South Africa: The role and responsibilities of the information officer under POPIA
By now the news of the commencement date (i.e. 1 July 2020) for the Protection of Personal Information Act No. 4 of 2013 (‘POPIA’) has done the rounds and most persons who are required to comply with POPIA’s provisions are now in the midst of either implementing or updating their compliance frameworks to ensure that by the time the grace period ends and POPIA’s provisions become enforceable, on 1 July 2021, they can reasonably show the Information Regulator (POPIA’s supervisory authority) that their processing activities are compliant with POPIA’s conditions. Arguably, one of the key areas to address in POPIA compliance is the role of the information officer. PR de Wet and Hayley Levey, Director and Associate respectively at VDT Attorneys, outline the key compliance considerations with respect to the appointment and role of the information officer under POPIA.
Who is the information officer?
In terms of South African law, the role of the information officer stems from the Promotion of Access to Information Act No. 3 of 2000 (‘PAIA’) which, at its core, aims to uphold the right to access information (Section 32) as enshrined in the Constitution of the Republic of South Africa, 1996 (‘the Constitution’). POPIA, on the other hand, promotes and aims to protect the right to privacy as set out in the Constitution (Section 14). Therefore, these two pieces of legislation aim to coincide and find a balance between the right of any person to have access to information (PAIA) versus the right of a person to have their own personal information and privacy protected (POPIA).

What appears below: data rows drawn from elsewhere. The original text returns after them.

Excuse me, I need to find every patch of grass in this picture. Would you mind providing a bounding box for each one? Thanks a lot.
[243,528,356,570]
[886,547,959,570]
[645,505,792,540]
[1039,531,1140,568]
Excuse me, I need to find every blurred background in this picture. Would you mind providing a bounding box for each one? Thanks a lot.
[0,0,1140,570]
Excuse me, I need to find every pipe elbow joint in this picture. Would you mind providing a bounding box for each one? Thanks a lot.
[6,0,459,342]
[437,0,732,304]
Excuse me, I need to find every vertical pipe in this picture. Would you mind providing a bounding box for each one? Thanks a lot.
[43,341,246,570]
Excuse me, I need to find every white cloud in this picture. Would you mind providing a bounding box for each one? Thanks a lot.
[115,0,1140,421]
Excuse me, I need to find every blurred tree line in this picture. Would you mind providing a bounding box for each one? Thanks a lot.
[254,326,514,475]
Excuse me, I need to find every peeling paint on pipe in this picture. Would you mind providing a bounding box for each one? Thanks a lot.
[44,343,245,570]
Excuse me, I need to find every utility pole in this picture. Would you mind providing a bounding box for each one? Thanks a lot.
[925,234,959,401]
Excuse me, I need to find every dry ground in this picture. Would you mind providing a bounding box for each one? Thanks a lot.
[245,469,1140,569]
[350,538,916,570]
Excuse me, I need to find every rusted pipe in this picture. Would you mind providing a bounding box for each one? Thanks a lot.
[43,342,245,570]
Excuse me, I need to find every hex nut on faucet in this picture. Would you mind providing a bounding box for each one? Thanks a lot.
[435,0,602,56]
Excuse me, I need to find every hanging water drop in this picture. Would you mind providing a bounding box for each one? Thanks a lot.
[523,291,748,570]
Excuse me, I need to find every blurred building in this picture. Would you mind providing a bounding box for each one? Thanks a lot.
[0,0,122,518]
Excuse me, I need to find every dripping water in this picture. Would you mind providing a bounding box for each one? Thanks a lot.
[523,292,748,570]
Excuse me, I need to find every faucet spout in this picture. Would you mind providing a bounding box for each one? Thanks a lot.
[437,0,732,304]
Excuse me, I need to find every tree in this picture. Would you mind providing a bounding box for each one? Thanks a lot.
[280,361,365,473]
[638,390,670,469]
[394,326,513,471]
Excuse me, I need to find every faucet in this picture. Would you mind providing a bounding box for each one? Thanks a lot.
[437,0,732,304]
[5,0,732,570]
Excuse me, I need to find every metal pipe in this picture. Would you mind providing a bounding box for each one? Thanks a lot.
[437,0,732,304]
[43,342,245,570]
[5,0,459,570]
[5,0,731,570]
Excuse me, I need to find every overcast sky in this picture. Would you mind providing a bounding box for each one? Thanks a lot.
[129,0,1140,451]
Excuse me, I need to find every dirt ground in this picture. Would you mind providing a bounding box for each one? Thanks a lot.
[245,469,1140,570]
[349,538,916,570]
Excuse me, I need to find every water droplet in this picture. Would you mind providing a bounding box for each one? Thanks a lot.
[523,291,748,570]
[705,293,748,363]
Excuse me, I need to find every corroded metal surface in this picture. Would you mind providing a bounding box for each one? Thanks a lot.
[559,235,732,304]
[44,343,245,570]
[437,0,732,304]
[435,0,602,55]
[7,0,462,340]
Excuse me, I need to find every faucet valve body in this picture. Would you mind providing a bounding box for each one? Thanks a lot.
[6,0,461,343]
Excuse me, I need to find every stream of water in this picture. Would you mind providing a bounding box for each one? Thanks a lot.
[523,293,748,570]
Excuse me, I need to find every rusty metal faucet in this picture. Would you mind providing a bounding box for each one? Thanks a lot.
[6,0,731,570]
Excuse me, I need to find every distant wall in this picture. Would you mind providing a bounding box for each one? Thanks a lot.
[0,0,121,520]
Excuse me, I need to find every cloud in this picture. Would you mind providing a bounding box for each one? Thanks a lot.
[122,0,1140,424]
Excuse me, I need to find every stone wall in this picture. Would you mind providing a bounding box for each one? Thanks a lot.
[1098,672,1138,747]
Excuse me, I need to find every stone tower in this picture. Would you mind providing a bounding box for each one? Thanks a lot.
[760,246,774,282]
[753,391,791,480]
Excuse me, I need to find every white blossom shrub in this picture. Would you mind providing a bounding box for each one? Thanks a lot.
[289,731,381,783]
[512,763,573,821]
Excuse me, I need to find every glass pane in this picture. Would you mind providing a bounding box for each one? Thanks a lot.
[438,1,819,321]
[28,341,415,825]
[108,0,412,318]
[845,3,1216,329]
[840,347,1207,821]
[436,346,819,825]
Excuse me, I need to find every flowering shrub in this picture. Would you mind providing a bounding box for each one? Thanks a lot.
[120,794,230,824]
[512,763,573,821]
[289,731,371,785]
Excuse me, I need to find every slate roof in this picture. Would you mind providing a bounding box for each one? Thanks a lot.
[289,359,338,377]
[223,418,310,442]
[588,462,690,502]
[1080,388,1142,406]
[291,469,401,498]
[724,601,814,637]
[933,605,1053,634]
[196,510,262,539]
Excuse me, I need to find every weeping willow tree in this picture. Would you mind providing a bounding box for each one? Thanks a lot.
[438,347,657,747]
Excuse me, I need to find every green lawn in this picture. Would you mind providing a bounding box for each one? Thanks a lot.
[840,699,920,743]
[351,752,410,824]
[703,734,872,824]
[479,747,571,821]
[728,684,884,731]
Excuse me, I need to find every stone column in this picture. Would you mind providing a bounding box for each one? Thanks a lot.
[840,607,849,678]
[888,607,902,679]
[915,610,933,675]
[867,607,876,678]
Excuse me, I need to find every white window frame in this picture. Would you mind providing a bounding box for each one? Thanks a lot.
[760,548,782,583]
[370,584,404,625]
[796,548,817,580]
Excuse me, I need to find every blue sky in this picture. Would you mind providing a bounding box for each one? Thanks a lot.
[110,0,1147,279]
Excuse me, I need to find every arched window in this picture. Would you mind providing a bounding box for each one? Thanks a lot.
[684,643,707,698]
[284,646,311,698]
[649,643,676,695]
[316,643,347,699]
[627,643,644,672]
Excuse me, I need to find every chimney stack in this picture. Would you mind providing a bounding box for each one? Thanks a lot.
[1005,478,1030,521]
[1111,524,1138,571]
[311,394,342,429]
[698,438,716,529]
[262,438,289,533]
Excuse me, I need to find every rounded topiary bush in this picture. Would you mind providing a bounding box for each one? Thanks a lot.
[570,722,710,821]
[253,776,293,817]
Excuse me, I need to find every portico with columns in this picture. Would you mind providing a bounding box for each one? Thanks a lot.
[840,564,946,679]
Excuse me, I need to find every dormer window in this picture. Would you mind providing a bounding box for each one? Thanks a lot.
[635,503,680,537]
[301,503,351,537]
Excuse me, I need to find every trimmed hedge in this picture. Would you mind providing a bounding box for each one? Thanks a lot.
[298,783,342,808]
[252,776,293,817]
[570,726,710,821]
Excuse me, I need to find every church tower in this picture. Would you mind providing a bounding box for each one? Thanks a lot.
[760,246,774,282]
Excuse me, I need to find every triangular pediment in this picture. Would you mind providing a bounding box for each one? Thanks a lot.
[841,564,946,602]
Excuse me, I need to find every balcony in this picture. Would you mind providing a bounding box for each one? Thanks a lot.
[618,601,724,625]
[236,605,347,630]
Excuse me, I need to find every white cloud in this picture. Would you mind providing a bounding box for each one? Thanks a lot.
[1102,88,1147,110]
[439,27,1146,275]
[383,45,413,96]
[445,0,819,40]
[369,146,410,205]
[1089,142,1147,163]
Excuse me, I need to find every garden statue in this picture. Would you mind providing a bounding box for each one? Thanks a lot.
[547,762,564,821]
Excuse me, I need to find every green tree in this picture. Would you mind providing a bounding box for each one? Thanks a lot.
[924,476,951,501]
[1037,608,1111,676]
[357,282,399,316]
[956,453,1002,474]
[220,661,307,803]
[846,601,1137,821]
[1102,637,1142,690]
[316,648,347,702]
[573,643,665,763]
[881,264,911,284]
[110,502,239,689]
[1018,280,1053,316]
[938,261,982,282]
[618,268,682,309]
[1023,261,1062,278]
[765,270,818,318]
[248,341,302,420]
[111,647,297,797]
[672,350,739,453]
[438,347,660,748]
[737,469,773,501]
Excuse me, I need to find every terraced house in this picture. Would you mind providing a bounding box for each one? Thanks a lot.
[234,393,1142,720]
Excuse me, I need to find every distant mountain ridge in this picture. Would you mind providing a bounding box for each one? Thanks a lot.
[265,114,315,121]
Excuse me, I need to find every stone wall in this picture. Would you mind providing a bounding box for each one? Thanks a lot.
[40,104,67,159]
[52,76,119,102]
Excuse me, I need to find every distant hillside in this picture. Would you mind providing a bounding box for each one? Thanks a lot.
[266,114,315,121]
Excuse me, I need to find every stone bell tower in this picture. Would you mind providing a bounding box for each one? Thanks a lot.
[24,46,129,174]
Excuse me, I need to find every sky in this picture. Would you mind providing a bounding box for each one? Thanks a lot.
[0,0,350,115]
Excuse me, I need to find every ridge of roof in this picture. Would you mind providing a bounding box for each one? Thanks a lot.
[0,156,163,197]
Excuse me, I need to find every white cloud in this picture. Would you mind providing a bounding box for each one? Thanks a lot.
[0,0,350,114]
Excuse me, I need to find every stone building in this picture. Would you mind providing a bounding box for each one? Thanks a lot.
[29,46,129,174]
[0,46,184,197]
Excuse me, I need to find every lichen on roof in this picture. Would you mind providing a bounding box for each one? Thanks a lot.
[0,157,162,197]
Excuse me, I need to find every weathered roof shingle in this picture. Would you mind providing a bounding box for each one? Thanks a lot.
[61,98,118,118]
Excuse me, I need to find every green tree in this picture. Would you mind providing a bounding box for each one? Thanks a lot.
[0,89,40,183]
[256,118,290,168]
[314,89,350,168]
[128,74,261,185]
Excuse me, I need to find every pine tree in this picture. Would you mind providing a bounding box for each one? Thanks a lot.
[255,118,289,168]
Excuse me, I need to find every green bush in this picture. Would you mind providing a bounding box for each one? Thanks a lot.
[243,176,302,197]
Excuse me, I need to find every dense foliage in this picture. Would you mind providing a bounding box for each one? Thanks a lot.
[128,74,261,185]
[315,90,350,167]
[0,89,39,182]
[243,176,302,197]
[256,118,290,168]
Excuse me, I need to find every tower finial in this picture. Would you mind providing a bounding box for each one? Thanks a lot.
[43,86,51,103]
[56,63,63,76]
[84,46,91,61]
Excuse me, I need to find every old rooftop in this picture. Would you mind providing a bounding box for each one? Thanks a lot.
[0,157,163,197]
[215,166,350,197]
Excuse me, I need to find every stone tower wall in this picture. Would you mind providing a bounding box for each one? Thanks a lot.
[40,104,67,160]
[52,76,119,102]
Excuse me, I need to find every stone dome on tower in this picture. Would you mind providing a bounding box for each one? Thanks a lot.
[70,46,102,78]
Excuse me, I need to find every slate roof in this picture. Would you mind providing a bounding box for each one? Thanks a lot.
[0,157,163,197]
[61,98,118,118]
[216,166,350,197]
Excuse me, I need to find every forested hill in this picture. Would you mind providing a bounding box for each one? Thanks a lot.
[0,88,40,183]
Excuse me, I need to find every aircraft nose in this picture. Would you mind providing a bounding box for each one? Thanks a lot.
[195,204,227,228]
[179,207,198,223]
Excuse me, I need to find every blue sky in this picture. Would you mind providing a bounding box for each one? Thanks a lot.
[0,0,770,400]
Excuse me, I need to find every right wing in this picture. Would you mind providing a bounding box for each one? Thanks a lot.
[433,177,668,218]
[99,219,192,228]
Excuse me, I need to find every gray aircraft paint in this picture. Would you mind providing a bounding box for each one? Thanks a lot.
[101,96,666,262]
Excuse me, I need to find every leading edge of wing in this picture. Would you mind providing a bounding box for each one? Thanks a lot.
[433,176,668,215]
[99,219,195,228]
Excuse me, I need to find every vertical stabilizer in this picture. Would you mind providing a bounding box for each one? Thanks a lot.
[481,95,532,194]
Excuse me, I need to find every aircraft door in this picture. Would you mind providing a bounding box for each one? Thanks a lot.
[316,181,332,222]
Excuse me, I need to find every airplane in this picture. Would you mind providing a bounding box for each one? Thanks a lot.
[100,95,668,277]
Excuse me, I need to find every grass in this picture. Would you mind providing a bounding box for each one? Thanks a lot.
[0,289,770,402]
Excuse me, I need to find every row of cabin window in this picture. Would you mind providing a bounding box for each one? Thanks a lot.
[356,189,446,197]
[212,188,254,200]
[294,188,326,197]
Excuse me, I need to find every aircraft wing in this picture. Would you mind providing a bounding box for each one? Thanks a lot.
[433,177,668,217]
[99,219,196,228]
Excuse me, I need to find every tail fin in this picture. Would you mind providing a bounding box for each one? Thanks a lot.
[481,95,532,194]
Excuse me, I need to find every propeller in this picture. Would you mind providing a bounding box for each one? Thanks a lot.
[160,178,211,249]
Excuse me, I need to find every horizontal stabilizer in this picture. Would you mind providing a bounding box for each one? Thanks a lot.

No matter the turnover, number of employees, or type of body (public or private), every organisation is required to appoint and register an information officer. Information officers are appointed automatically in terms of PAIA. What this means is that every public body (e.g. national department, provincial body, and municipality) and every private body (e.g. a company, a trust, or a close corporation) has an information officer by default and no one is exempt.
POPIA defines an information officer as follows (Section 1 of POPIA):
- in relation to a public body: an information officer or deputy information officer as contemplated in terms of Section 1 or 17 of POPIA; or
- in relation to a private body: the head of a private body as contemplated in Section 1 of PAIA.
PAIA provides that a ‘head’ of a private body means:
- in the case of a natural person: that natural person or any person duly authorised by that natural person;
- in the case of a partnership: any partner of the partnership or any person duly authorised by the partnership; or
- in the case of a juristic person: the chief executive officer or equivalent officer of the juristic person or any person duly authorised by that officer; or the person who is acting as such or any person duly authorised by such acting person.
The information officer of a public body is the head of that public body. This means that for a national or provincial government department it is the Director-General or the equivalent official of that department who is the information officer. For a municipality, the municipal manager is the information officer. In the case of any other public body, the CEO is the information officer. In the case of a private body, the information officer is by default the owner of the business. Therefore, based on the type of private body, the information officer may be the sole trader, a partner in a partnership, or the CEO (or equivalent) in a company or close corporation.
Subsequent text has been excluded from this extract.